Carrot Cake Muffins

Ingredients:

  • 3 eggs
  • 140g Greek yoghurt
  • 110g maple syrup
  • 60ml milk
  • 1 teaspoon of vanilla extract
  • 2 carrots, grated
  • 170g whole wheat flour
  • 1 3/4 teaspoons baking powder
  • 1 1/2 teaspoons of ground cinnamon
  • 225g light cream cheese*
  • 55g maple syrup*
  • 1 teaspoon of vanilla extract*

*For the frosting

 

Instructions:

  1. Preheat the oven to gas mark 6.
  2. In a large bowl, whisk together the eggs until light and fluffy, then add the Greek yoghurt and whisk until smooth.
  3. Add the maple syrup, milk and vanilla extract, beat until smooth.
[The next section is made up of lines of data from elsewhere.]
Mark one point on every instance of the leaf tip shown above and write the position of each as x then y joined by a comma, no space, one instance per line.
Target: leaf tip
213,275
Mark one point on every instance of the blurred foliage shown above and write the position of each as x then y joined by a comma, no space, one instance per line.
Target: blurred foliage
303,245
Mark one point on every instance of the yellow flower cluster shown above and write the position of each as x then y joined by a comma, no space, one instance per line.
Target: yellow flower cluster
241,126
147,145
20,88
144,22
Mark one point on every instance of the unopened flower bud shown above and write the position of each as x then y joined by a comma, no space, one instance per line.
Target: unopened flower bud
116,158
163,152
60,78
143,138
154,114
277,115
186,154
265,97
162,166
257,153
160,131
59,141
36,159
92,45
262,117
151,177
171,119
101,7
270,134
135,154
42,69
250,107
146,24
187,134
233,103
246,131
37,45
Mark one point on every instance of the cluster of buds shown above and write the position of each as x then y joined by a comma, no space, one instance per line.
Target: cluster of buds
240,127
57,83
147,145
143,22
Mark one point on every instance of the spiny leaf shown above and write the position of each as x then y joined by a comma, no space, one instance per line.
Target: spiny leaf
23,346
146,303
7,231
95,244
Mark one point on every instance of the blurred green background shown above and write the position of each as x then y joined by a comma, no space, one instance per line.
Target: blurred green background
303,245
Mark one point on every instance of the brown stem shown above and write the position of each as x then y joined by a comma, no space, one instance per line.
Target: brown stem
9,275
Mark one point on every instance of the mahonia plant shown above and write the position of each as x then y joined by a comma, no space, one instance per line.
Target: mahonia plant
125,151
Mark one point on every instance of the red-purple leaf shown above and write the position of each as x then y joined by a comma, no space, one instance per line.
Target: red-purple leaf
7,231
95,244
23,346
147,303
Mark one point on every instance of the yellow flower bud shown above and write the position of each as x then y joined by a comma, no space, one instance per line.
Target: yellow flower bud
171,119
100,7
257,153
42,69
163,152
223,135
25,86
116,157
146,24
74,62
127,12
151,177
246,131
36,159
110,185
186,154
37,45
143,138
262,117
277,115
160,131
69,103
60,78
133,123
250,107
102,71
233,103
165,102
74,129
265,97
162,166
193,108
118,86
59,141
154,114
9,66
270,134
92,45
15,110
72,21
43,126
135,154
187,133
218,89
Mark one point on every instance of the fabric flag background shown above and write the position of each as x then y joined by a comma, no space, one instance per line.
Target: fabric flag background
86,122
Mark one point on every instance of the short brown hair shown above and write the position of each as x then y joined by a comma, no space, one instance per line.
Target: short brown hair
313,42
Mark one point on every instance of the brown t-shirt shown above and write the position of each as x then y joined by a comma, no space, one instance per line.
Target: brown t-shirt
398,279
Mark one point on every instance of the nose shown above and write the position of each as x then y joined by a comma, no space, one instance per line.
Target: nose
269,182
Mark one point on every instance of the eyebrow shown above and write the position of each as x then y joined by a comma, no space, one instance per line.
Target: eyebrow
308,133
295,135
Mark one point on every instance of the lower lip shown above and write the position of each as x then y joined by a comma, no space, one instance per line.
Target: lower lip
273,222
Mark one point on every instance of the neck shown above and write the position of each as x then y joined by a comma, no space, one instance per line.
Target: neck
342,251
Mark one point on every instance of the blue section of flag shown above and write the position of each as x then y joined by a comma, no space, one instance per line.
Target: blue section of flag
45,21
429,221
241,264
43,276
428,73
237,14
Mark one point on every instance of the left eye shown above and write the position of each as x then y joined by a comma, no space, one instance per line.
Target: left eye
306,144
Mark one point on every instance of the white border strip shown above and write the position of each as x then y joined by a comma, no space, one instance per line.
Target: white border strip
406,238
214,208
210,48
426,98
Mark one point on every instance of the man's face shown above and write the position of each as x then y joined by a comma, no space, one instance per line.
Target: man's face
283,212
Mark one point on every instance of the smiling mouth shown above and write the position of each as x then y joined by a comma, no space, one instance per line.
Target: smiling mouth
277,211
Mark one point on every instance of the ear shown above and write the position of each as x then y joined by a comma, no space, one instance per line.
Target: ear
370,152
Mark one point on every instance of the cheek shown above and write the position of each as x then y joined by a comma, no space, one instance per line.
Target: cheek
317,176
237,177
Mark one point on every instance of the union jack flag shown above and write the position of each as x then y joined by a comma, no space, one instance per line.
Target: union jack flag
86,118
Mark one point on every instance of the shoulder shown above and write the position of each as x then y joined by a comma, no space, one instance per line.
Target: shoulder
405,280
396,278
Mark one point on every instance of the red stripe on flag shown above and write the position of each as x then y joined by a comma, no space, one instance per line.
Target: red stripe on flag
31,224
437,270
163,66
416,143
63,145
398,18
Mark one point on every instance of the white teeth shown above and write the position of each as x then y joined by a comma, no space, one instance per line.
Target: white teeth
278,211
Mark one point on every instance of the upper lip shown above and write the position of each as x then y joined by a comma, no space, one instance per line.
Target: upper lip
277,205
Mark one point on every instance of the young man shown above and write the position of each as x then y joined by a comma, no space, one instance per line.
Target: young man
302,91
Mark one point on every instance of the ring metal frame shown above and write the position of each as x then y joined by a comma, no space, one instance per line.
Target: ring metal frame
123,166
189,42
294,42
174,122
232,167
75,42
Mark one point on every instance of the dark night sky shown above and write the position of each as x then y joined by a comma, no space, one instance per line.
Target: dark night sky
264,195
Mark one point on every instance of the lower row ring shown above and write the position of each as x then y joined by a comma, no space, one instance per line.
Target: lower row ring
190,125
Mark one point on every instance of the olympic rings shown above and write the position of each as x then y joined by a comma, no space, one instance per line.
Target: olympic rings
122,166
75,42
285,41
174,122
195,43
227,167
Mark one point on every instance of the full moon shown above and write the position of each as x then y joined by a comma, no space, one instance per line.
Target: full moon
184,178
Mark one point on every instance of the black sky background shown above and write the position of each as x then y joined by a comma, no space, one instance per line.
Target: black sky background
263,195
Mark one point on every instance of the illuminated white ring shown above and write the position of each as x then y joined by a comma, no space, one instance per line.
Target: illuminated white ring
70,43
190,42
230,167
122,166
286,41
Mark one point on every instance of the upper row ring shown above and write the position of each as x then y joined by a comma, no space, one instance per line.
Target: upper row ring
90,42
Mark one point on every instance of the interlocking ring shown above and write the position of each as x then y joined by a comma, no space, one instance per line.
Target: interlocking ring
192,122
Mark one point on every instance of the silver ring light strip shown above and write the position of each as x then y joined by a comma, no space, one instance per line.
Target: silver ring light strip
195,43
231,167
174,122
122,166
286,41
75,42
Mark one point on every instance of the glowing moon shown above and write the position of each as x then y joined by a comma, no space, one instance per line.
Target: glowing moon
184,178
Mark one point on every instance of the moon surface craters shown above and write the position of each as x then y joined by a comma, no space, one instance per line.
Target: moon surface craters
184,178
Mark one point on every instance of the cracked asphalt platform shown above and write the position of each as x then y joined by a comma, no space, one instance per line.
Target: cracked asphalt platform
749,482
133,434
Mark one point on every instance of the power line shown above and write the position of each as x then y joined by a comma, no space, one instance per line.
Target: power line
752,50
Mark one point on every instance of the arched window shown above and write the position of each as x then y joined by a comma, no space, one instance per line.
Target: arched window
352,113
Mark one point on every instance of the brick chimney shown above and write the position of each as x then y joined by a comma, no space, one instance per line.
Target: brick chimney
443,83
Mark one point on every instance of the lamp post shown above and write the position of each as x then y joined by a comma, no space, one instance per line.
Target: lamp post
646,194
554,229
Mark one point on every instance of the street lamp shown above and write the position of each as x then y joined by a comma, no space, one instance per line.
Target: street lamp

Next, add the carrots, flour, baking powder and cinnamon and fold together
  4. Portion out the mixture into 12 muffins cups and bake for 20 minutes until they are set.
  5. Meanwhile, prepare the frosting by beating the cream cheese in a small bowl until smooth. Then add the maple syrup and vanilla extract and beat until combined.
  6. Allow the cakes to cool, then top them evenly with the frosting.